Think of it this way:
- Partitioning = splitting a filing cabinet into drawers (same cabinet, organized sections)
- Sharding = splitting files across multiple filing cabinets (different locations)
Partitioning improves performance on a single server. Sharding enables horizontal scaling across multiple servers.
## Partitioning: Splitting Tables Within One Database
Three main types:
**1. Range Partitioning** - Split by value ranges (dates, IDs)
Most common. Perfect for time-series data.
**2. List Partitioning** - Split by specific values (regions, categories)
Good for categorical data with known values.
**3. Hash Partitioning** - Split by hash function (even distribution)
Good for uniform distribution when no natural partition key.
Partition pruning: Database automatically skips irrelevant partitions based on WHERE clause. This is the main performance benefit.
## Sharding: Splitting Data Across Multiple Databases
Horizontal partitioning across servers. Each shard is independent database.
Common strategies:
- Range-based: User IDs 1-10M on shard 1, 10M-20M on shard 2
- Hash-based: hash(user_id) % num_shards determines shard
- Geographic: US users on US shard, EU users on EU shard
- Entity-based: Each customer gets their own shard (multi-tenant)
Challenges: Cross-shard queries, distributed transactions, rebalancing, complexity.
Every company with large datasets uses partitioning.
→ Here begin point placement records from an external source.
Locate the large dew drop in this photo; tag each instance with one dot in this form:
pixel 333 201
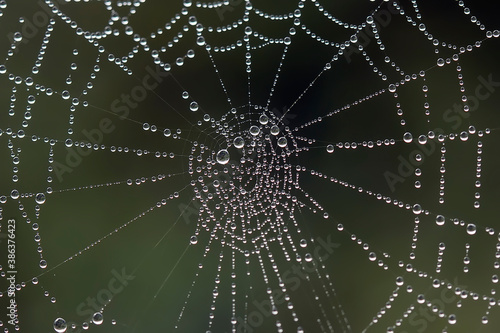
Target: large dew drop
pixel 97 318
pixel 471 229
pixel 40 198
pixel 407 137
pixel 440 220
pixel 60 325
pixel 223 156
pixel 254 130
pixel 239 142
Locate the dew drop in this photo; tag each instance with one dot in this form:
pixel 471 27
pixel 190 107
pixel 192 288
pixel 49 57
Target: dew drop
pixel 60 325
pixel 471 229
pixel 399 281
pixel 18 36
pixel 275 130
pixel 422 139
pixel 408 137
pixel 254 130
pixel 97 318
pixel 223 156
pixel 440 220
pixel 239 142
pixel 464 136
pixel 193 106
pixel 282 142
pixel 14 194
pixel 263 119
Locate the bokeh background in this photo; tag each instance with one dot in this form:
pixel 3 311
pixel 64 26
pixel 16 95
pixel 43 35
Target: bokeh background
pixel 79 213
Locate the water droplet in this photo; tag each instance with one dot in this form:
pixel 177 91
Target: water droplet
pixel 408 137
pixel 464 136
pixel 471 229
pixel 40 198
pixel 14 194
pixel 254 130
pixel 239 142
pixel 263 119
pixel 275 130
pixel 422 139
pixel 18 36
pixel 193 106
pixel 223 156
pixel 399 281
pixel 97 318
pixel 60 325
pixel 282 142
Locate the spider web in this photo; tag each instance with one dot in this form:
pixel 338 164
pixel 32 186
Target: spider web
pixel 245 166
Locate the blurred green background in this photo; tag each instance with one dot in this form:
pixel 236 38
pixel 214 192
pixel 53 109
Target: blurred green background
pixel 79 213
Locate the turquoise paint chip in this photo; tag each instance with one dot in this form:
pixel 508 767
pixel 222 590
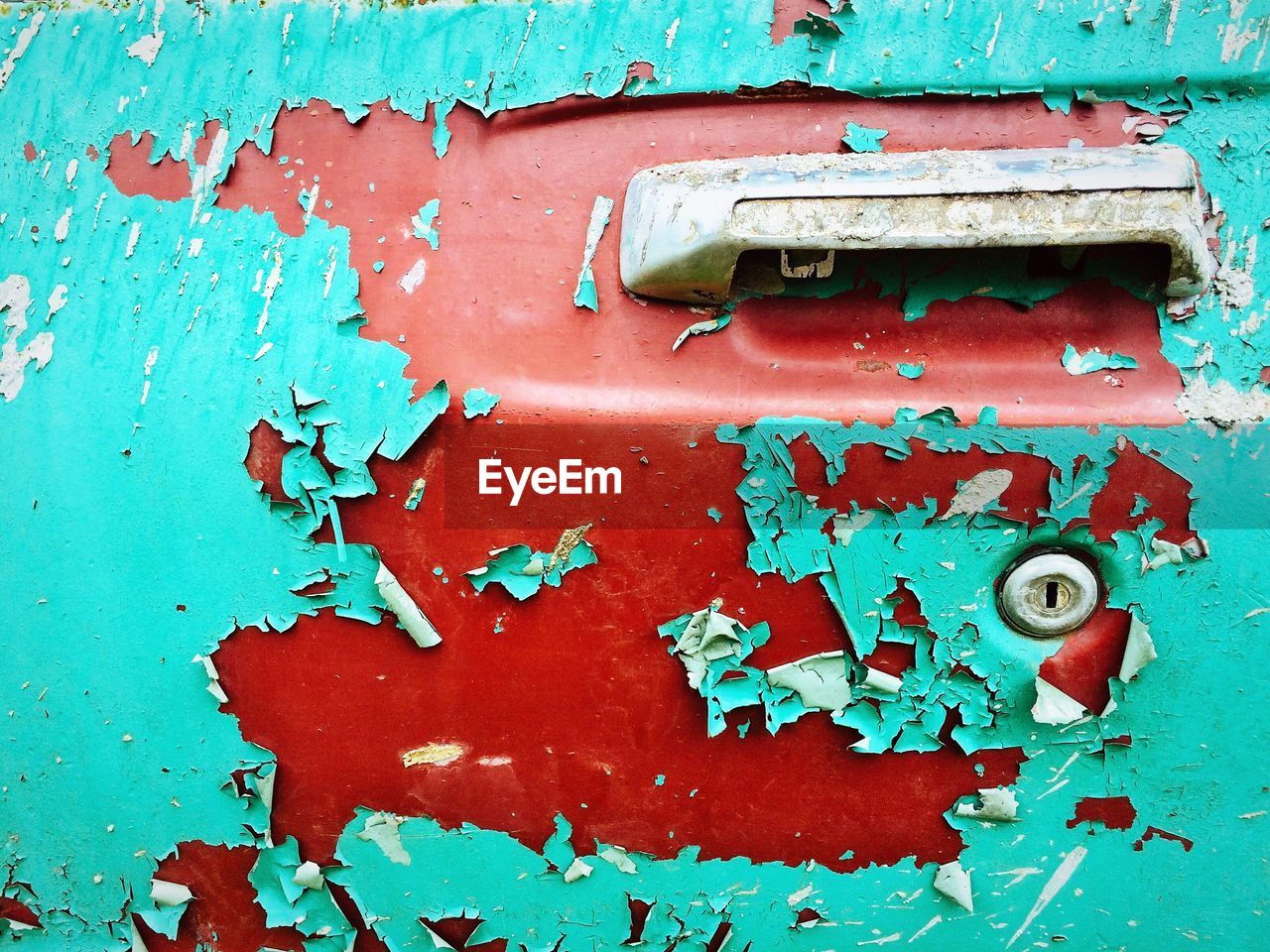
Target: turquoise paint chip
pixel 861 139
pixel 912 371
pixel 479 402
It's the standard solution for tables over 100 million rows.
Sharding is for massive scale. Instagram, Discord, Uber, and Twitter all shard their databases. It's complex but necessary when a single database can't handle the load.
In interviews, understanding when to partition vs shard shows you know production systems. Junior developers think "just add an index." Senior engineers know when you need partitioning (single server optimization) vs sharding (multi-server scaling).
You have an orders table with 500 million rows. Queries scanning the full table take 2 minutes. Indexes are 50GB. Backups take 8 hours. Archiving old data requires locking the entire table.
After partitioning by year, queries with date filters only scan relevant partitions. A query for 2024 orders scans 50 million rows instead of 500 million. Query time drops from 2 minutes to 10 seconds (12x faster). Each partition has its own 5GB index. You can archive 2020 data by dropping a partition in 1 second instead of deleting 100 million rows.
This is partitioning: splitting one large table into smaller, manageable pieces within the same database.
Sharding is different. When Instagram hit 1 billion users, a single database couldn't handle the load. They sharded users across 100 databases. User IDs 1-10M go to shard 1, 10M-20M to shard 2, etc. Each database handles 10 million users. Queries are fast because each shard is small. The system scales horizontally by adding more shards.